Ведерников правил нартами, наблюдая, как ослабевает и напрягается истёршаяся собачья упряжь, – собаки бежали ровно, но тундра ровною не бывает, ровною тундра видится из окошек-иллюминаторов самолёта, бесконечное зелёное одеяло, расшитое серебром воды. Нарты потряхивало на кочках, сзади строчил Кирюхин, а Ведерников смотрел на ремни из кожи морского зайца и прикидывал на глазок их прочность, больно уж они казались изношенными. Упряжь пришла от ненцев, кожа морского зайца считалась прочнейшим из материалов, применяли её даже на кораблях, но ко всему тому, что приходило от ненецких туземцев, относился старшина с подозрением, называя их внутренними фашистами, для него что ненец, что немец – разница было невеликая, в одну букву всего.
Из рощицы болотного ивняка выскочил взрослый песец, крупный, грязно-бурый, лохматый, сверкнул глазами на приближающуюся упряжку, постоял, нагло скалясь, будто смеялся, секунды две и снова исчез в низинке. Овчарки брезгливо тявкнули, но догонять наглеца не стали – много чести этому мышееду. Ведерникову сразу же вспомнился рассказ про бешеного песца, который вот так же скалится, потом бросается на человека в нартах, прыгает ему на плечо и вцепляется зубами в горло или лицо. Враньё, наверное, но картина жуткая, даже представить страшно. Тут же к этой картине жуткой прибавилась другая картина жуткая, её им совсем недавно живописно изобразил в красках на политзанятиях полковник Телячелов. Утки, пролетая над тундрой, в районе посёлка Каменный в полёте образовали свастику и летели так не менее получаса, их видели на многих факториях, на спецстройках «Пролетарская» и «Аксарская» и ещё в нескольких поселениях. Шаманы это нашаманили или нет, или же фашистские орнитологи так ведут свою наглядную пропаганду, органы сейчас выясняют. Это рассказал им Телячелов.

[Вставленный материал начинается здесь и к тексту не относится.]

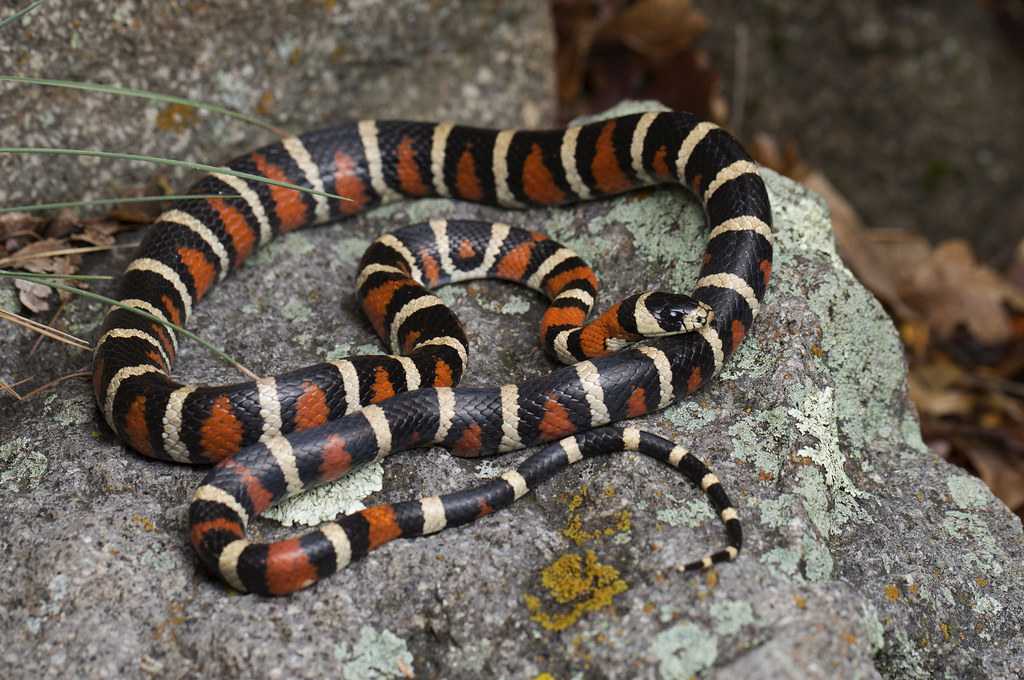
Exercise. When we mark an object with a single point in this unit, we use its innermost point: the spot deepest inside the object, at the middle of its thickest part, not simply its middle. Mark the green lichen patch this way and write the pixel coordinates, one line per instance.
(689, 513)
(981, 550)
(23, 464)
(683, 650)
(816, 418)
(969, 493)
(327, 502)
(376, 655)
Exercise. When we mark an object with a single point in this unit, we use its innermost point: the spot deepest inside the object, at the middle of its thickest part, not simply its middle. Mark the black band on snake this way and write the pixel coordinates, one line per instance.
(278, 436)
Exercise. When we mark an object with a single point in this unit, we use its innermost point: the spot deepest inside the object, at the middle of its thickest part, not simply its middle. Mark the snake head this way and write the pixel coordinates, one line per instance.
(669, 313)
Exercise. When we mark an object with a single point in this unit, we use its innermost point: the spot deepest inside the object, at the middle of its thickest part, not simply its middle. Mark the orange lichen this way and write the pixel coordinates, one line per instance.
(583, 583)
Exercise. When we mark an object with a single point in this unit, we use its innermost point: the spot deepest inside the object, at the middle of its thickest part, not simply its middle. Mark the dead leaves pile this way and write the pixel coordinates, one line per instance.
(609, 50)
(31, 244)
(962, 324)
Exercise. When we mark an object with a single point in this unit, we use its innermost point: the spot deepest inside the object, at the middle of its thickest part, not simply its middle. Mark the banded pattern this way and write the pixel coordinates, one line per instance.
(222, 507)
(377, 161)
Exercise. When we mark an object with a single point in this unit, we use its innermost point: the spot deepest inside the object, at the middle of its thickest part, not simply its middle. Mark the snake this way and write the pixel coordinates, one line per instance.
(276, 436)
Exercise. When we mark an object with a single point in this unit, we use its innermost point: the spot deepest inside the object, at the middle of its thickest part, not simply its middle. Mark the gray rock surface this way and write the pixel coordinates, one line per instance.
(866, 556)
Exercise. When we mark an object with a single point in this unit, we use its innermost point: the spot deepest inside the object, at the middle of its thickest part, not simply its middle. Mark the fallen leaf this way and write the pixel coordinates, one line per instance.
(1004, 475)
(953, 288)
(655, 29)
(98, 232)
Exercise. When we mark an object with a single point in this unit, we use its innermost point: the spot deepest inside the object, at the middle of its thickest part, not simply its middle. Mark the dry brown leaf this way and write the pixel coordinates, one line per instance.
(578, 23)
(856, 249)
(953, 288)
(1003, 474)
(98, 232)
(655, 29)
(67, 221)
(938, 401)
(35, 297)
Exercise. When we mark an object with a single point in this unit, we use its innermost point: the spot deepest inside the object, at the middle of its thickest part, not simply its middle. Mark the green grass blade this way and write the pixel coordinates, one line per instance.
(36, 207)
(68, 277)
(18, 14)
(102, 298)
(220, 170)
(146, 94)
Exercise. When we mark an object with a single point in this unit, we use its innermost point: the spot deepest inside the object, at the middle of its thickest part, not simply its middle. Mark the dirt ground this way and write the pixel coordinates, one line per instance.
(913, 110)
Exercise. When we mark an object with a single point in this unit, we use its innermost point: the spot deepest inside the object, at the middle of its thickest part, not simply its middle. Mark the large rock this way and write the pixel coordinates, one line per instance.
(865, 554)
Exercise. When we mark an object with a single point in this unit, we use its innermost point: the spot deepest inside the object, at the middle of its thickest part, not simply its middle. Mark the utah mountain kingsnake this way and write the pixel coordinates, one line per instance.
(278, 436)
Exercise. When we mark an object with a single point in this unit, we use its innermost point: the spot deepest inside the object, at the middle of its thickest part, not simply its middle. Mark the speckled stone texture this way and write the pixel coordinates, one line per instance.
(866, 556)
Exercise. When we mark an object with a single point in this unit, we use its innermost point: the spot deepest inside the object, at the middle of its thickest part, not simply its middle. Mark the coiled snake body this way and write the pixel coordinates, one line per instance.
(276, 436)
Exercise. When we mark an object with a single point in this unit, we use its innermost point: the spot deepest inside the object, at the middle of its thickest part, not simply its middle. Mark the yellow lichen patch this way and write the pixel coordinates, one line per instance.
(574, 530)
(146, 523)
(265, 103)
(585, 584)
(176, 118)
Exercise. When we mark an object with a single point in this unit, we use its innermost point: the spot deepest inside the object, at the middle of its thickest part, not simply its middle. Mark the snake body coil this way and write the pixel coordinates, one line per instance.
(276, 436)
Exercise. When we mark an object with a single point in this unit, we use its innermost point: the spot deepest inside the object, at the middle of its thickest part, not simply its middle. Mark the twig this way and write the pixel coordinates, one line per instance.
(35, 207)
(102, 298)
(43, 329)
(202, 167)
(12, 260)
(18, 14)
(57, 381)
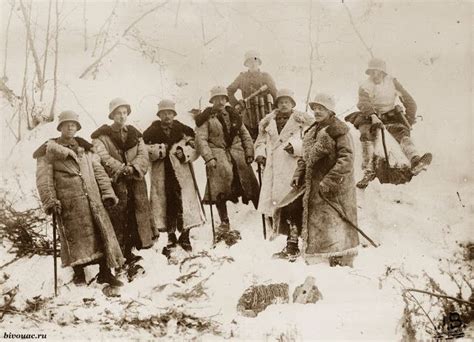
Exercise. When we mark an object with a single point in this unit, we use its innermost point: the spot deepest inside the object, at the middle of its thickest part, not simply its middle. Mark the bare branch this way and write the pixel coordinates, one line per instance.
(46, 47)
(84, 18)
(461, 301)
(26, 18)
(369, 50)
(56, 57)
(6, 40)
(125, 32)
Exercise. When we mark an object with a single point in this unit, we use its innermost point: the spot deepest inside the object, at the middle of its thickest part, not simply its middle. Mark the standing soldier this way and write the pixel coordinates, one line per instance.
(125, 158)
(249, 82)
(173, 184)
(327, 173)
(72, 185)
(227, 149)
(377, 105)
(277, 149)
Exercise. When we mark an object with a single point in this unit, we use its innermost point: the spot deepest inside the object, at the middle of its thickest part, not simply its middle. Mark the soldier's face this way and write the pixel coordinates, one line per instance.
(167, 116)
(68, 129)
(120, 115)
(285, 105)
(321, 113)
(376, 76)
(219, 101)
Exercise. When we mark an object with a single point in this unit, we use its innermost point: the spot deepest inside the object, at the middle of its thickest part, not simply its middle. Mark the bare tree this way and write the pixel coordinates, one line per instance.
(6, 40)
(117, 42)
(27, 18)
(351, 19)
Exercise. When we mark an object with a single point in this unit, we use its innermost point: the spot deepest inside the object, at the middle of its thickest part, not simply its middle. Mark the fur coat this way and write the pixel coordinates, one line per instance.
(232, 177)
(133, 213)
(166, 169)
(79, 183)
(327, 168)
(280, 165)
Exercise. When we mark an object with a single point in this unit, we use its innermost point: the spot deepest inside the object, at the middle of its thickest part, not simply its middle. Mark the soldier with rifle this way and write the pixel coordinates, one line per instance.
(377, 105)
(258, 92)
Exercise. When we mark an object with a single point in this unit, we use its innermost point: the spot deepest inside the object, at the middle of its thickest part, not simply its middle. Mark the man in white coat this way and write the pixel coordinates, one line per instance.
(278, 147)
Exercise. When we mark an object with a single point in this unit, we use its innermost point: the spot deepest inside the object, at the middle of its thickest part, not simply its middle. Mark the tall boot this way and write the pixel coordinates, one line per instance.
(184, 241)
(367, 164)
(105, 276)
(79, 277)
(417, 163)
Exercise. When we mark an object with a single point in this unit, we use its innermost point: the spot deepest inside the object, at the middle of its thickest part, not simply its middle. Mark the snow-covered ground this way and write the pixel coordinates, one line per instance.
(427, 46)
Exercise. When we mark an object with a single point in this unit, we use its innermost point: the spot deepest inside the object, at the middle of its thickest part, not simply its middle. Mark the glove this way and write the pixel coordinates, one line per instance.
(376, 122)
(261, 160)
(324, 188)
(289, 149)
(296, 182)
(211, 165)
(110, 202)
(54, 209)
(180, 155)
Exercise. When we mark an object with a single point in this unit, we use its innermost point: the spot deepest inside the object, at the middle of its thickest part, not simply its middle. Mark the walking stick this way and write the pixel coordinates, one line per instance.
(55, 262)
(191, 169)
(210, 206)
(259, 171)
(347, 220)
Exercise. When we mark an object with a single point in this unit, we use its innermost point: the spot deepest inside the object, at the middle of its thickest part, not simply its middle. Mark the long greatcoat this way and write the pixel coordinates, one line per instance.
(280, 165)
(133, 213)
(328, 159)
(181, 136)
(80, 184)
(230, 149)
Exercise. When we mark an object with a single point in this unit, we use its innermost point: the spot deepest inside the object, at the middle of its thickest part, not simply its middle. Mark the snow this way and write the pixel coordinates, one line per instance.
(417, 224)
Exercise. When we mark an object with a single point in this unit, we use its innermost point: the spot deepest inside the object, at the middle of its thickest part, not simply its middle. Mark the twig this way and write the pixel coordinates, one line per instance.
(32, 45)
(6, 39)
(125, 32)
(357, 31)
(56, 57)
(84, 19)
(461, 301)
(10, 262)
(47, 45)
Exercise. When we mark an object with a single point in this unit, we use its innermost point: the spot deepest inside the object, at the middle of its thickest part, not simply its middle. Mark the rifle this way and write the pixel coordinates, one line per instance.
(55, 262)
(259, 171)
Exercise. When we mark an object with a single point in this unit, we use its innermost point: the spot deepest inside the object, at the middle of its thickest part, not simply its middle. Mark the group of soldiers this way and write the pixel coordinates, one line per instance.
(98, 194)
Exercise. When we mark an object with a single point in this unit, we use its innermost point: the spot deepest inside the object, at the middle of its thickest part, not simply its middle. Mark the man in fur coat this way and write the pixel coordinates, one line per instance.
(326, 171)
(125, 158)
(72, 185)
(377, 105)
(227, 149)
(173, 187)
(277, 148)
(249, 82)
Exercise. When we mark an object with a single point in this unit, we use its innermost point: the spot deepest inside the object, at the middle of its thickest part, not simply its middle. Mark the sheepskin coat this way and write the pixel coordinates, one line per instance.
(79, 183)
(132, 218)
(230, 146)
(280, 165)
(168, 174)
(327, 163)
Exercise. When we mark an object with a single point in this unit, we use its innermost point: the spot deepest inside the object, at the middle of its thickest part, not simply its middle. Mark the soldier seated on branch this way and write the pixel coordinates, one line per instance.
(377, 105)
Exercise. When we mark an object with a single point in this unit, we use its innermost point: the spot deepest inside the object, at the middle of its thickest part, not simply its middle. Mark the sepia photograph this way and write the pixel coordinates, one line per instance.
(238, 170)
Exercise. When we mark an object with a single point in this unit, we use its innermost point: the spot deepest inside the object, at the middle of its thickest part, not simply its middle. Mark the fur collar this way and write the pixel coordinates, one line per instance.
(156, 135)
(41, 151)
(301, 118)
(209, 112)
(133, 136)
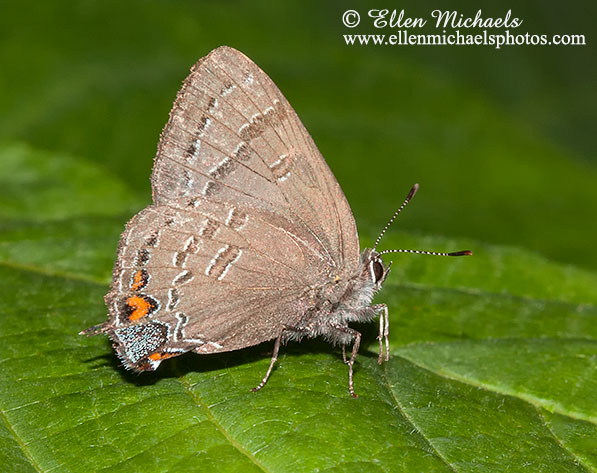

Ведерников склонялся к шаманам, хотя сам в колдовство не верил, он считал, что местные колдуны кормят птиц дурманными зёрнами какой-нибудь охренень-травы, вот те и перестраиваются в полёте, воображая себя асами из люфтваффе.
Пулемёт за спиной Ведерникова разразился человеческой речью.
– Я и говорю, где бабы, там проституция и разврат. В нашем офицерском посёлке, думаешь, не так?
Ведерников чуть хорей не выронил из руки, услышав про офицерский посёлок.
– Почём ты знаешь? – спросил он, глотая слюни.
– Слыхали, – туманно ответил ему Кирюхин и замолчал.